By: Brooke Del Greco and Giulia Batistella | 17 August 2016, published on UNHCR website.
BELMOPAN, Belize – Jorge pulls the phone from his pocket and plays a brief video showing flooded marshland and the barely visible rooftop of his home in the distance, all but submerged under the surrounding expanse of water.
“It’s all gone,” he says, staring blankly at the others who had gathered at a local office of a Belize NGO, Help for Progress, on the outskirts of the capital, Belmopan, seeking help to rebuild their lives in the wake of Hurricane Earl.
“Everything we had is already gone,” says Jorge, 42, who is one of around 10,000 people in the tiny Central American nation whose lives were devastated by Earl, which churned ashore on August 4, dumping up to 30 centimetres of rain and causing widespread flooding.
Originally from El Salvador, he is among 3,000 asylum-seekers forced to flee uprecedented violence in their home countries of El Salvador, Guatemala and Honduras – the so-called Northern Triangle of Central America – who were hit hard by the storm in Belize, where they currently reside.
Others include six-year-old Edgar,* who lies in a hammock strung inside a soggy thatch hut in Armenia, Belize. The hammock is his new bed, he explains, until his mattress can dry out. Nearby, his nine-month-old nephew bounces in a walker, its wheels bogged down in the viscous mud floor of their home.
“Everything we had is already gone.”
The families are temporarily living near the capital until they can rebuild their own houses, which are now just a pile of wooden planks and braided straw on the other side of the creek in the community, a consequence of Earl’s wrath.
In the coming days, UNHCR, the UN Refugee Agency, in cooperation with Help for Progress and other UN agencies, plans to begin distributing relief and reconstruction supplies to vulnerable people like them, in support of Belize government efforts to tackle the devastation left by the storm.
The supplies range from home rebuilding materials, such as galvanized roofing and lumber, to mattresses, blankets and cleaning kits to restore homes made uninhabitable by debris, mud and water damage.
“We are working with our UN sister agencies, our national partner Help for Progress and others in support of the admirable efforts by the Government of Belize to ensure effective help reaches those who need it most,” said Soufiane Adjali, the UNHCR representative in Belize.
Earl’s 15-hour rampage, packing winds of 75 mph, affected all six districts in Belize. But Belize District, Orange Walk, Cayo – where many of the people of concern to UNHCR reside – and Stann Creek were hit particularly hard. Armenia, for example, is a rural community made up of families who migrated to Belize in the 1990s and others who have recently arrived.
“We are working to ensure effective help reaches those who need it most.”
Jorge and his family are part of a new wave of refugees from the Northern Triangle countries who have come to Belize fleeing widespread and deadly gang violence in the region. Jorge’s family arrived last year; their application for asylum is currently pending with the Belizean government.

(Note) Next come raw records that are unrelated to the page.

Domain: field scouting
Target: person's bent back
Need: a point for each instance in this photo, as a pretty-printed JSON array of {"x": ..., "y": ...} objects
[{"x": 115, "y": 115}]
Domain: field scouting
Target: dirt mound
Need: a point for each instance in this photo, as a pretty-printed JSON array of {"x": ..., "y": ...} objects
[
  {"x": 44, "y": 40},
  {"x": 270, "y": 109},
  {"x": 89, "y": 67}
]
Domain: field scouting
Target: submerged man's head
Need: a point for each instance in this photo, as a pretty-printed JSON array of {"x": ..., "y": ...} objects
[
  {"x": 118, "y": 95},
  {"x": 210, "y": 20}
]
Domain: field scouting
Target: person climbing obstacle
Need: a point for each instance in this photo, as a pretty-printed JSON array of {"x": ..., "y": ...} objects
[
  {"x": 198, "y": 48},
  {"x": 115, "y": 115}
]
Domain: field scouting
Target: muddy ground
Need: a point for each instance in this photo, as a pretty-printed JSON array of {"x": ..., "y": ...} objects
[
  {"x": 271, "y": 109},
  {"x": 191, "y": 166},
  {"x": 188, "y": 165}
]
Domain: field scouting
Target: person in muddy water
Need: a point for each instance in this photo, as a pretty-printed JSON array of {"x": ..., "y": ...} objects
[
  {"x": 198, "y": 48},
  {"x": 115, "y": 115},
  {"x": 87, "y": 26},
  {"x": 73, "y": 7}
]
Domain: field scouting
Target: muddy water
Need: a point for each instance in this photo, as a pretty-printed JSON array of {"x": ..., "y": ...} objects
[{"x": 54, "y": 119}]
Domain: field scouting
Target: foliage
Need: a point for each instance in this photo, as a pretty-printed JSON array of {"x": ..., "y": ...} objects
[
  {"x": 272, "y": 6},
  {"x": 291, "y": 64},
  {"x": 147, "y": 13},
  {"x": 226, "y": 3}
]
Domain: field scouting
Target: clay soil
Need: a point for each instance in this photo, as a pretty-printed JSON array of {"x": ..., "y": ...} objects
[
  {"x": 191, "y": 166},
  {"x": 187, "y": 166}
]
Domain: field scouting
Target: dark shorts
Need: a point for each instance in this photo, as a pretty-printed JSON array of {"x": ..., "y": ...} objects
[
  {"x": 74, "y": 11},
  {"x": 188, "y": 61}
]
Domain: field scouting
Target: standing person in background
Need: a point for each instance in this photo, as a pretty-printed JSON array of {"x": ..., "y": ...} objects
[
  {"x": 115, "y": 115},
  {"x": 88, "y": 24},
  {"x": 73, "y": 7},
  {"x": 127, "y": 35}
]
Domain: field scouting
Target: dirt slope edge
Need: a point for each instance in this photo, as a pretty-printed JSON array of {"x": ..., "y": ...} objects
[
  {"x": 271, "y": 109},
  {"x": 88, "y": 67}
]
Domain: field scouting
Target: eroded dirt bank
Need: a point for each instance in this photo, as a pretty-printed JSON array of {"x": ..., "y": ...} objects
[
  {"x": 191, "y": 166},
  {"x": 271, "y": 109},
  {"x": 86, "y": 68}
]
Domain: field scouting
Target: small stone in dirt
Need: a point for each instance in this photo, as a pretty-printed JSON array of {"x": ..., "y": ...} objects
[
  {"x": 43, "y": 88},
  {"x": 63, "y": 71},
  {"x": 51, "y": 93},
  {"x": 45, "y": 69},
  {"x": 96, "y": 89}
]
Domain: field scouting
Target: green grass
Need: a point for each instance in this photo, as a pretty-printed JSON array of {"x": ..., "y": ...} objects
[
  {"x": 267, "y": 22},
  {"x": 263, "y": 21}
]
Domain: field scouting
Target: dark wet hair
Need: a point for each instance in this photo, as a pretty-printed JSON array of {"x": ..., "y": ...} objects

In Valley of Peace, another historic refugee settlement, community leaders report that at least 100 families were adversely affected by Hurricane Earl. In a largely agricultural district where residents depend on crop production for their livelihood, Earl’s devastation of their plots has left them with virtually no means of earning an income.
In the days since Earl struck, UNHCR, together with its national implementing partner Help for Progress, has toured immigrant communities in areas surrounding Belmopan, where many affected families lack basic provisions, shelter, beds and proper sanitation. While UNHCR continues to conduct field assessments, people have streamed to Help for Progress to request assistance with food and building materials.
In collaboration with the UN Development Programme, UNHCR requested emergency humanitarian assistance to support its populations of concern through this crisis. The UN Office for the Coordination of Humanitarian Affairs responded with a $46,000 grant, of which $25,000 will aid with recovery efforts for particularly vulnerable refugee families in Belize.
*Name changed for protection reasons.